Thursday 25 June 2009

Beauty...

Beauty is in the eye of the beholder. This is what my eyes have been beholding today.

1) The keyboard of my computer at work; beautiful because extremely useful and well-suited to the work it is meant to do.

2) The view of Kew Green out of the window - dry, golden grass, soft green cushion-y linden trees, and sunlight. Earlier there were kids playing cricket. Now a group of young blokes are booting a ball around. One of them is in full team colours for some football team or other, complete with player's name (unreadable at this distance) on his back.

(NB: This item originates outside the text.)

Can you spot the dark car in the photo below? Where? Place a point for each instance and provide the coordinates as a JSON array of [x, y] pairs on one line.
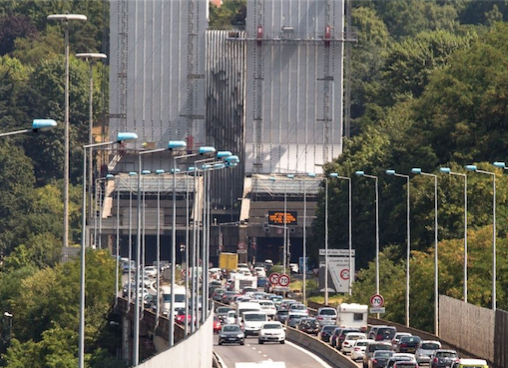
[[443, 358], [335, 337], [231, 334], [326, 332], [282, 315], [385, 333], [380, 358], [343, 334], [309, 325], [408, 344], [371, 348]]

One has stripped down to a pair of chopped-off shorts - he has a fine physique and is laughing at something as I write.

3) A blackbird sitting & singing on the parapet of the white stone portico in front of the office.

4) My new ring - I bought it a few weeks back in one of those mad ethnic-and-odd-stuff shops where if you want a flowervase shaped like a seashell, red and black rag rugs, and a doorcurtain in six different shades of luminous plastic beads, you'll be very happy indeed. The ring is made of little cut-glass crystal petals, wired together into a flower shape - lilac, sky blue, red, rose pink,a rather faint green and bright yellow. In the centre, the "boss of stamens" is a single sparkly clear glass crystal. It's unusually girly for me but it charmed me when I saw it and it still does now.

5) The ox-eye daisies outside the rear door of the office, and the wonderful array of delicate grass-seed heads in the patch of uncut lawn, now involuntary hay-meadow, where the daisies have grown up and flowered.

6) My little cut-out figure of Rimmer (from "Red Dwarf"), which still manages to be both rather sweet and terribly funny at the same time.

And many more, too many to count but blessings all.

I've been tired most of the day; my evening out with K. turned out to be as I'd expected. She is pretty cut-up about losing her aunt and her grandfather, but at least with regard to the break-up has now moved on from the stage where one cries a lot and says "N.'s left me, how can I go on?" to the stage where one says "N. is a knob!". From my own past experience, i think this is healthy, and a necessary stage in the recovery process. And anyway, N. must be a knob, to treat K. like this.